Like Sharp, Budd complains about being “forced to give PayPal financial information and personal ID” beyond anything demanded by banks. “This would be okay if there was a friendly accounts person to help. But like most big online organisations, PayPal goes out of its way to automate the processes and stop you speaking to people with authority to assist.”
Clearly PayPal is a hugely successful company for a reason: it provides an excellent service to the vast majority of its customers in the vast majority of situations. Indeed, when we trailed this article to our Twitter followers, a number of them reacted sharply with messages of support for the company and positive accounts of their dealings with it. But while PayPal’s operations may work well in general, there is a case to answer in terms of the specific complaints detailed here. However, when we asked PayPal for comment, its spokesperson would only refer to a statement it previously sent us when we first covered the issue in our news section back in issue 221 and said it had nothing to add.
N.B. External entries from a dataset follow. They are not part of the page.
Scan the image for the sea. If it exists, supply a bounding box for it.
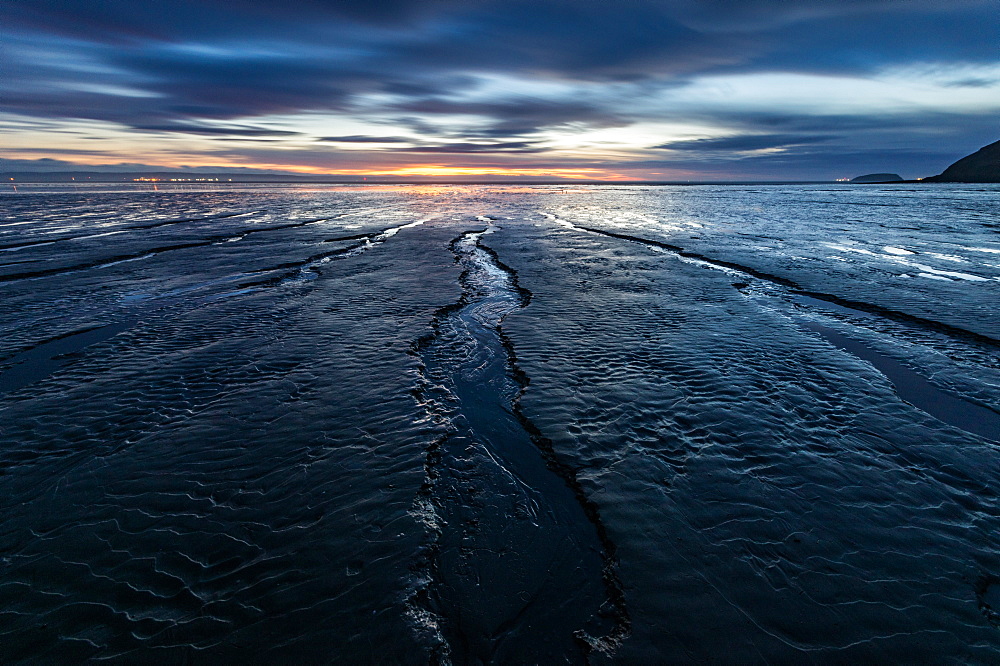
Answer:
[0,183,1000,664]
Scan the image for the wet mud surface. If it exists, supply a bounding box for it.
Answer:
[0,185,1000,664]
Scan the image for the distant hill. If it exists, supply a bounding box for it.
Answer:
[924,141,1000,183]
[851,173,903,183]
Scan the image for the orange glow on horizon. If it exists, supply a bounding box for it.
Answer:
[3,150,637,181]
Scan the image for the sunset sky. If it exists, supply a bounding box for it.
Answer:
[0,0,1000,180]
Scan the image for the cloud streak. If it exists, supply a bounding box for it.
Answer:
[0,0,1000,175]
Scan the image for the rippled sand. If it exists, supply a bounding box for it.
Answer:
[0,185,1000,663]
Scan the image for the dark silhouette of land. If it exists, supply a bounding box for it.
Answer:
[923,141,1000,183]
[851,173,903,183]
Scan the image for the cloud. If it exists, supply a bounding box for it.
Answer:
[399,141,544,154]
[317,134,412,143]
[0,0,1000,179]
[653,134,835,152]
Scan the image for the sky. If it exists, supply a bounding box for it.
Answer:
[0,0,1000,181]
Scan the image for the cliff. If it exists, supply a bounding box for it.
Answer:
[924,141,1000,183]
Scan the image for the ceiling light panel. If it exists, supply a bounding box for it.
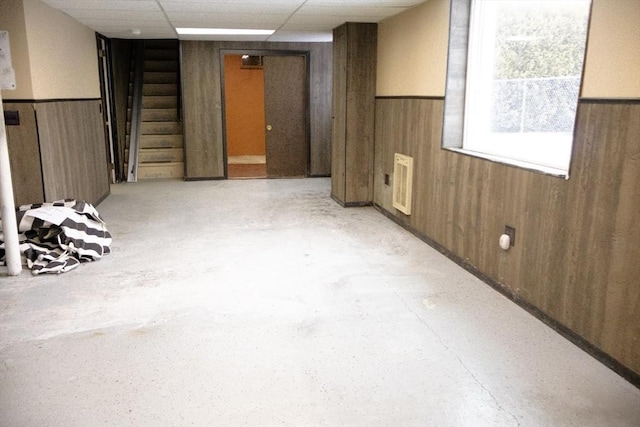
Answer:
[296,5,407,19]
[305,0,425,5]
[59,9,167,22]
[160,1,299,15]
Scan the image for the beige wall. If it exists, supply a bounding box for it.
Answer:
[376,0,449,96]
[0,0,33,99]
[377,0,640,98]
[0,0,100,100]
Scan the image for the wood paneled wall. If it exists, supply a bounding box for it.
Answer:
[374,98,640,379]
[4,102,44,206]
[35,100,109,205]
[180,41,332,179]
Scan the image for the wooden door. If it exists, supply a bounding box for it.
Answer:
[263,56,309,178]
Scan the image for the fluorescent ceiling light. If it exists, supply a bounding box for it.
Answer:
[176,28,275,36]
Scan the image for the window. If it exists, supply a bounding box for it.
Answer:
[444,0,590,175]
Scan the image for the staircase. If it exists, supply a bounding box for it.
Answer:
[130,40,184,180]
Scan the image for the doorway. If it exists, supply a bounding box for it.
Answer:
[222,51,309,179]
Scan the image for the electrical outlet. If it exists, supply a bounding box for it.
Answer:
[504,225,516,246]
The statement reads: “PayPal works hard to ensure it strikes a balance between protecting both ticket buyers and event organisers. Often tickets for events are sold months in advance and there are many reasons why an event could not take place and buyers want a refund.”
It continues: “[PayPal works] closely with organisers on an individual basis to ensure that wherever possible funds are released in order to fund an event before it happens and also that there are sufficient funds to refund ticket buyers should anything go wrong so that both buyers and sellers can be confident when using PayPal.”
Need for regulation
PayPal clearly believes it’s doing a good job, but the conference organisers we spoke to suggest otherwise. “If PayPal wants to lock business money away to protect from chargebacks and cancellations, which is how banks work, it should be regulated like a bank,” argues Sharp. Gallagher suggests “increasing honesty and transparency – not just with the web industry, but also its customers”.
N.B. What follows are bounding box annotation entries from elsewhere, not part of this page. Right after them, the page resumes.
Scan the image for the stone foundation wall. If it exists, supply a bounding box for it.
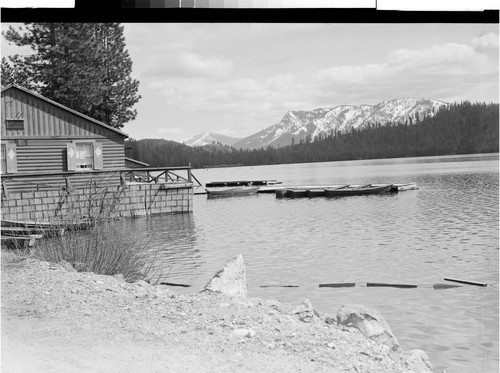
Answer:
[1,182,193,222]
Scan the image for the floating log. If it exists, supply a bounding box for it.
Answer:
[366,282,418,289]
[205,180,281,188]
[160,282,191,288]
[432,284,461,290]
[260,285,299,288]
[319,282,356,288]
[444,277,488,286]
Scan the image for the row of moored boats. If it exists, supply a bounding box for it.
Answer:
[205,182,418,198]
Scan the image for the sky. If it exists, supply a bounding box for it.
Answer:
[2,23,499,142]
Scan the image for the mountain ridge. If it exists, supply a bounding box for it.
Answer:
[232,98,448,149]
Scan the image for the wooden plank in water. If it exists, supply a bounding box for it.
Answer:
[319,282,356,288]
[444,277,488,286]
[432,284,462,290]
[160,282,191,288]
[260,285,299,288]
[366,282,418,289]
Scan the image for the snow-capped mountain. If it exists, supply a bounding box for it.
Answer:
[184,132,241,146]
[233,98,448,149]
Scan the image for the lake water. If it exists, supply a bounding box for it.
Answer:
[127,154,499,373]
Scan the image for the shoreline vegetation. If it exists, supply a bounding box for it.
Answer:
[2,249,432,373]
[126,101,499,168]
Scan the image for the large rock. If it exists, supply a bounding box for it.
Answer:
[203,254,248,297]
[293,299,319,323]
[337,304,401,351]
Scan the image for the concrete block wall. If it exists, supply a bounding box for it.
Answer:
[1,182,193,222]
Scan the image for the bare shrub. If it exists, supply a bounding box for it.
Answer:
[32,220,156,282]
[31,174,157,282]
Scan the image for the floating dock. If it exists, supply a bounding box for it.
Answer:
[205,180,281,188]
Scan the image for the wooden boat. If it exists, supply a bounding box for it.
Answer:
[1,219,94,232]
[276,188,307,198]
[325,184,397,197]
[205,180,281,188]
[205,186,259,197]
[306,189,326,198]
[394,183,418,192]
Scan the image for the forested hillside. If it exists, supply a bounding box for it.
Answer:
[127,102,499,168]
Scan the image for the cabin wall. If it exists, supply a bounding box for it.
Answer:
[1,183,193,222]
[1,88,126,193]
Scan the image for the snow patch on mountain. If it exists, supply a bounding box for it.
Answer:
[234,98,448,149]
[184,132,241,146]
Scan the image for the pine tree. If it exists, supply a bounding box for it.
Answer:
[4,23,140,128]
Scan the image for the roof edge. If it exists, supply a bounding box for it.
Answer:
[2,84,129,138]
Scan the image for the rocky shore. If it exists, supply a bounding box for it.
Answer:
[1,252,432,373]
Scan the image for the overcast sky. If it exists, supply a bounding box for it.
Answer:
[2,23,499,142]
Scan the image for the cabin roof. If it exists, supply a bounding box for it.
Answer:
[2,84,128,137]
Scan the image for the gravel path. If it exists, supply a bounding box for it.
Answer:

Creative coder Seb Lee-Delisle agrees, recalling how attempted sales for a recent CreativeJS workshop were being abandoned: “Buyers’ cards were declined by PayPal, which provided an unhelpful error message: ‘The credit card you entered cannot be used for this payment. Please enter a different credit or debit card number.’ Buyers assumed something was wrong with their cards, and I would have lost business had I not followed up.”
In fact, the cards were fine, but PayPal was rejecting ad-hoc payments from anyone without an account. A friend of Lee-Delisle’s was told this “sometimes happens to people trying to make a payment without an account”. He guesses PayPal considers large ad-hoc payments high-risk and therefore ‘encourages’ people to set up a PayPal account. “But this lack of transparency isn’t helpful,” Lee-Delisle complains. “If there are conditions where PayPal won’t accept ad-hoc payments, clarify them – don’t make customers think there’s something wrong with their card!”
Budd agrees: “Things aren’t easy for PayPal, which must create a system that works for a wide range of users while maintaining security,” he concedes. “But it should look at pain points for customers and address them directly. If many conferences have similar problems, PayPal could create an account type for conference organisers, with different thresholds and triggers.”
And Collison suggests the company revisits how it communicates with customers: “Tell us clearly what the rules and restrictions are,” he urges. “Put humans on the end of phones and allow us to have conversations about our accounts and concerns. This wouldn’t solve everything, but it’d go a long way towards a better working relationship.”